The benefit to metabolic conditioning is that the trainee will burn the maximum amount of calories (specifically fat calories) possible during a workout. This is because metabolic conditioning activates three major energy systems: phosphagen (for explosive movements lasting seconds), glycolytic (essentially anaerobic metabolism) and oxidative (essentially aerobic metabolism).

This hormonal cascade is released under very high intensities, be it heavy weights or exhaustive sprinting or jumping. All these factors should be included and combined with shorter rest periods that are just long enough to recover and generate the same intensity again.

Another key hormone is lactate or lactic acid. The major signal sent by lactate during exercise is an adaption signal. Lactate has three major functions: as an alternate fuel source, to increase mitochondrial generation (the energy factories in cells) and to stimulate release of growth promoting hormones.

Putting it Together

Breathless. You must pant for breath in a metabolic workout. If you can talk, you are not working hard enough.

Burning. You must reach metabolic failure. This is the term we use to describe the need to stop because of an intense burn in the muscles, not necessarily because the weights are too heavy. This is directly related to lactate generation and how much growth hormone a trainee will generate.

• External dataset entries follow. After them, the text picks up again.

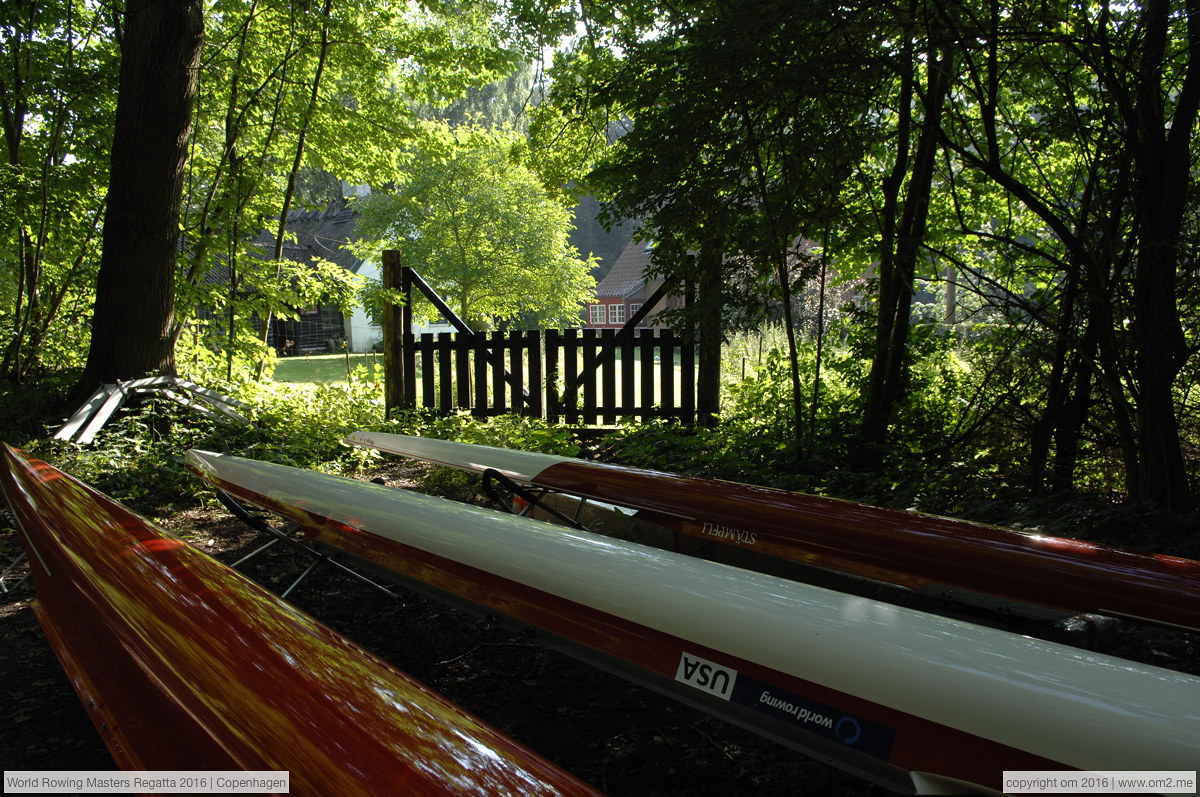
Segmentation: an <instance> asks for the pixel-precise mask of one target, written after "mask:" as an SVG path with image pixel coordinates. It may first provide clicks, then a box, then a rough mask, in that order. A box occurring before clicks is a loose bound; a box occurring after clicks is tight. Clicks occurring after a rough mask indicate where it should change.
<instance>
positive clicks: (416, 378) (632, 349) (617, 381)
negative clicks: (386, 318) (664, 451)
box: [402, 329, 696, 426]
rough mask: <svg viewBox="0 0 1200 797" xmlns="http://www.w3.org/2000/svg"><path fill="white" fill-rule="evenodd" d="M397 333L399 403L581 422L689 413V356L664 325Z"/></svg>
mask: <svg viewBox="0 0 1200 797" xmlns="http://www.w3.org/2000/svg"><path fill="white" fill-rule="evenodd" d="M632 332H634V334H631V335H624V336H622V337H620V338H619V340H618V336H617V330H613V329H605V330H595V329H581V330H576V329H568V330H553V329H552V330H545V331H540V330H530V331H511V332H479V334H463V332H442V334H438V335H431V334H425V335H420V336H414V335H410V334H408V335H404V336H403V344H402V352H403V354H402V356H403V359H404V366H403V372H404V380H406V384H404V389H403V395H404V397H406V399H409V401H408V402H406V403H407V406H408V407H426V408H433V409H438V411H439V412H443V413H449V412H454V411H461V409H468V411H470V412H472V413H473V414H475V415H479V417H486V415H500V414H504V413H516V414H524V415H536V417H540V418H546V419H547V420H551V421H565V423H568V424H572V425H584V426H590V425H595V424H598V423H600V424H614V423H617V419H618V418H626V417H637V418H642V419H648V418H677V419H679V420H680V421H683V423H685V424H692V423H695V418H696V356H695V348H694V346H692V344H691V343H689V342H684V341H683V340H680V338H679V337H677V336H676V335H674V334H673V332H672V331H671V330H660V331H655V330H653V329H638V330H632Z"/></svg>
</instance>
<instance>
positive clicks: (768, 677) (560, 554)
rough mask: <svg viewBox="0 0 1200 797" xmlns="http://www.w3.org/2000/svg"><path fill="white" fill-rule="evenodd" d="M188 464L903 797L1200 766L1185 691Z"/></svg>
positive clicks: (977, 638) (243, 493)
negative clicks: (1009, 771)
mask: <svg viewBox="0 0 1200 797" xmlns="http://www.w3.org/2000/svg"><path fill="white" fill-rule="evenodd" d="M186 461H187V463H188V467H191V468H192V469H193V471H194V472H196V473H198V474H199V475H202V478H204V479H205V480H208V481H209V483H211V484H214V485H216V486H218V487H220V489H221V490H224V491H227V492H229V493H230V495H234V496H236V497H239V498H241V499H244V501H248V502H251V503H254V504H258V505H260V507H264V508H266V509H269V510H272V511H276V513H278V514H281V515H284V516H287V517H290V519H293V520H295V521H296V522H298V523H300V526H301V527H302V528H304V529H305V531H306V533H308V534H310V535H311V537H313V538H314V539H316V540H318V541H319V543H324V544H328V545H330V546H334V547H337V549H341V550H343V551H348V552H349V553H352V555H354V556H356V557H359V558H360V559H361V561H365V562H371V563H374V564H376V565H378V567H380V568H384V569H388V570H390V571H392V573H395V574H398V576H401V580H402V582H403V581H407V582H410V583H415V585H424V586H426V587H427V588H428V589H431V591H432V592H434V593H436V594H445V595H450V597H454V598H456V599H457V600H458V603H460V604H466V605H467V606H470V607H475V609H476V610H478V611H481V612H488V613H493V615H497V616H502V617H503V618H506V619H508V621H509V622H510V624H512V625H515V627H522V625H528V627H533V628H536V629H539V631H538V633H539V636H540V637H541V639H542V640H544V641H547V643H550V645H557V646H559V647H562V648H563V649H566V651H568V652H571V653H575V654H577V655H581V658H586V659H588V660H593V661H595V663H598V664H600V665H601V666H605V667H607V669H611V670H613V671H617V672H618V673H620V675H625V676H628V677H631V678H632V679H635V681H638V682H641V683H644V684H647V685H650V687H654V688H656V689H661V690H662V691H667V693H670V694H672V695H674V696H677V697H680V699H683V700H685V701H688V702H691V703H694V705H697V706H700V707H702V708H704V709H706V711H709V712H712V713H714V714H716V715H720V717H725V718H727V719H731V720H733V721H737V723H740V724H743V725H746V726H750V727H752V729H755V730H758V731H760V732H762V733H764V735H766V736H768V737H770V738H776V739H780V741H784V742H785V743H787V744H791V745H793V747H797V748H799V749H802V750H805V751H809V753H811V754H814V755H816V756H817V757H822V759H824V760H829V761H833V762H835V763H839V766H842V767H845V768H847V769H851V771H853V772H856V773H858V774H862V775H863V777H866V778H870V779H872V780H876V781H878V783H883V784H886V785H888V786H890V787H893V789H899V790H908V791H911V790H924V789H925V787H928V786H929V784H930V783H943V784H944V783H954V784H961V783H966V784H974V785H977V786H979V787H983V789H991V790H995V791H1001V786H1002V784H1001V778H1002V773H1003V771H1006V769H1062V768H1079V769H1187V768H1189V762H1194V761H1195V759H1196V755H1198V754H1200V679H1198V678H1194V677H1190V676H1186V675H1181V673H1176V672H1170V671H1165V670H1159V669H1157V667H1150V666H1145V665H1140V664H1134V663H1129V661H1124V660H1120V659H1114V658H1110V657H1104V655H1098V654H1086V653H1082V652H1079V651H1074V649H1072V648H1064V647H1061V646H1055V645H1049V643H1045V642H1039V641H1037V640H1031V639H1026V637H1020V636H1015V635H1012V634H1004V633H1000V631H992V630H989V629H984V628H979V627H977V625H972V624H967V623H960V622H955V621H952V619H946V618H940V617H934V616H930V615H924V613H922V612H914V611H910V610H905V609H900V607H896V606H890V605H886V604H878V603H874V601H870V600H865V599H862V598H853V597H850V595H845V594H841V593H836V592H830V591H827V589H821V588H816V587H810V586H806V585H800V583H796V582H791V581H786V580H781V579H775V577H770V576H766V575H762V574H756V573H749V571H744V570H739V569H736V568H728V567H725V565H720V564H715V563H712V562H706V561H702V559H696V558H691V557H686V556H680V555H677V553H672V552H665V551H660V550H656V549H649V547H646V546H642V545H637V544H632V543H626V541H622V540H612V539H608V538H605V537H600V535H596V534H590V533H587V532H575V531H568V529H559V528H554V527H551V526H547V525H546V523H541V522H538V521H533V520H528V519H521V517H514V516H510V515H503V514H499V513H493V511H490V510H485V509H479V508H474V507H468V505H464V504H458V503H455V502H448V501H443V499H438V498H431V497H427V496H420V495H416V493H409V492H406V491H401V490H392V489H389V487H384V486H380V485H373V484H367V483H360V481H354V480H349V479H341V478H337V477H329V475H325V474H319V473H312V472H305V471H298V469H295V468H288V467H284V466H276V465H269V463H263V462H254V461H251V460H242V459H239V457H232V456H226V455H217V454H209V453H204V451H188V454H187V459H186Z"/></svg>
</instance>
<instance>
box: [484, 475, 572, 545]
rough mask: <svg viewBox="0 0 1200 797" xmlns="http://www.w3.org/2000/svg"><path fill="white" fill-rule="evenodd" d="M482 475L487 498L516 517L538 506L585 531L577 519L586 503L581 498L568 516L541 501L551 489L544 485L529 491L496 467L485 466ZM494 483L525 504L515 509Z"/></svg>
mask: <svg viewBox="0 0 1200 797" xmlns="http://www.w3.org/2000/svg"><path fill="white" fill-rule="evenodd" d="M482 475H484V484H482V489H484V492H485V493H486V495H487V497H488V498H491V499H492V501H493V502H496V503H497V504H498V505H500V507H503V508H504V509H505V510H508V511H509V514H512V515H516V516H517V517H524V516H526V515H527V514H528V513H532V511H533V508H534V507H539V508H540V509H542V510H545V511H547V513H550V514H551V515H553V516H554V517H557V519H558V520H560V521H563V522H564V523H566V525H568V526H570V527H571V528H575V529H578V531H581V532H582V531H587V529H586V528H584V527H583V525H582V523H581V522H580V521H578V516H580V511H582V509H583V504H584V503H587V502H586V501H583V499H581V501H580V505H578V507H577V508H576V510H575V517H568V516H566V515H564V514H563V513H560V511H558V509H556V508H553V507H551V505H550V504H546V503H544V502H542V501H541V499H542V498H545V497H546V496H547V495H550V493H551V491H550V490H546V489H545V487H539V489H536V490H534V491H533V492H530V491H529V490H526V489H524V487H522V486H521V485H518V484H517V483H516V481H514V480H512V479H510V478H508V477H506V475H504V474H503V473H500V472H499V471H497V469H496V468H487V469H486V471H484V474H482ZM496 485H500V486H502V487H504V489H505V490H508V491H509V492H511V493H512V496H514V497H516V498H521V499H522V501H524V502H526V505H524V507H522V508H521V510H520V511H517V508H516V505H515V503H509V502H508V501H505V499H504V498H503V497H502V496H500V495H499V492H497V490H496Z"/></svg>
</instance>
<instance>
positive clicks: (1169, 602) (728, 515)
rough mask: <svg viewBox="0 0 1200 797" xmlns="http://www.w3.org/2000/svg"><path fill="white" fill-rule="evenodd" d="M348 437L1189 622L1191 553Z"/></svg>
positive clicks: (522, 453) (714, 530) (957, 576)
mask: <svg viewBox="0 0 1200 797" xmlns="http://www.w3.org/2000/svg"><path fill="white" fill-rule="evenodd" d="M346 442H348V443H354V444H356V445H362V447H367V448H373V449H378V450H382V451H389V453H392V454H400V455H404V456H410V457H415V459H420V460H425V461H428V462H437V463H440V465H448V466H451V467H456V468H462V469H468V471H476V472H484V471H486V469H488V468H492V469H496V471H498V472H499V473H502V474H504V475H505V477H508V478H510V479H512V480H514V481H517V483H522V484H528V485H534V486H538V487H545V489H547V490H552V491H556V492H563V493H568V495H572V496H581V497H584V498H593V499H598V501H602V502H608V503H612V504H617V505H620V507H629V508H632V509H637V510H642V511H643V513H646V516H647V517H648V519H649V520H652V521H654V522H658V523H660V525H662V526H666V527H668V528H671V529H673V531H676V532H679V533H682V534H686V535H689V537H692V538H696V539H700V540H704V541H709V543H714V544H718V545H725V546H730V547H733V549H738V550H739V551H746V552H757V553H761V555H767V556H770V557H780V558H785V559H791V561H796V562H800V563H804V564H809V565H816V567H820V568H824V569H828V570H835V571H839V573H846V574H851V575H854V576H863V577H866V579H872V580H876V581H883V582H887V583H892V585H896V586H899V587H905V588H908V589H913V591H918V592H920V593H924V594H926V595H931V597H936V598H947V599H955V600H965V601H973V603H976V604H977V605H979V606H983V607H986V609H990V610H992V611H996V612H998V613H1001V615H1003V613H1006V612H1014V613H1026V615H1028V616H1032V617H1037V616H1038V613H1039V612H1038V611H1037V610H1038V609H1040V610H1045V612H1046V613H1045V617H1048V618H1054V617H1056V616H1068V615H1079V613H1084V612H1096V613H1100V615H1111V616H1116V617H1126V618H1135V619H1141V621H1147V622H1152V623H1157V624H1163V625H1174V627H1178V628H1184V629H1192V630H1200V562H1194V561H1192V559H1183V558H1178V557H1170V556H1160V555H1153V553H1139V552H1135V551H1126V550H1121V549H1116V547H1111V546H1104V545H1097V544H1093V543H1085V541H1080V540H1072V539H1064V538H1056V537H1043V535H1039V534H1031V533H1024V532H1014V531H1010V529H1004V528H998V527H995V526H985V525H982V523H972V522H968V521H962V520H953V519H948V517H936V516H932V515H922V514H918V513H908V511H900V510H894V509H886V508H881V507H869V505H865V504H859V503H854V502H848V501H839V499H835V498H823V497H817V496H806V495H802V493H794V492H786V491H782V490H770V489H767V487H755V486H750V485H744V484H737V483H731V481H718V480H713V479H694V478H689V477H679V475H673V474H670V473H659V472H654V471H640V469H635V468H625V467H620V466H613V465H600V463H596V462H586V461H582V460H572V459H568V457H560V456H552V455H546V454H532V453H526V451H514V450H509V449H498V448H491V447H484V445H470V444H467V443H455V442H449V441H437V439H428V438H420V437H407V436H402V435H386V433H380V432H355V433H353V435H350V436H349V437H347V438H346ZM1030 607H1034V611H1032V612H1030V611H1028V609H1030ZM1056 613H1057V615H1056Z"/></svg>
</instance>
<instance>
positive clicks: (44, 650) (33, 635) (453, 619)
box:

Heavy. Without incorporating heavy-weighted movements into the workout, you’re missing it. Heavy barbell squats, bench presses and maximal deadlifts are key. This is what we call mechanical failure and it’s all about type II muscle fibers. Heavy weight triggers HGH and testosterone.

Heat. If you are not sweating, your body is not getting hot enough. If you are not sweating in a workout, you’re missing the heat effect.

The unique hormonal response of this type of exercise is what drives the results, not calories. Also, you must know that true metabolic conditioning is individualized. Everyone’s sweet spot is different. This is why one-size-fits-all programs are not as effective.

In order to get the proper response, people should rest just long enough to push hard a second time. This rest-based approach allows tailored metabolic conditioning for all fitness levels.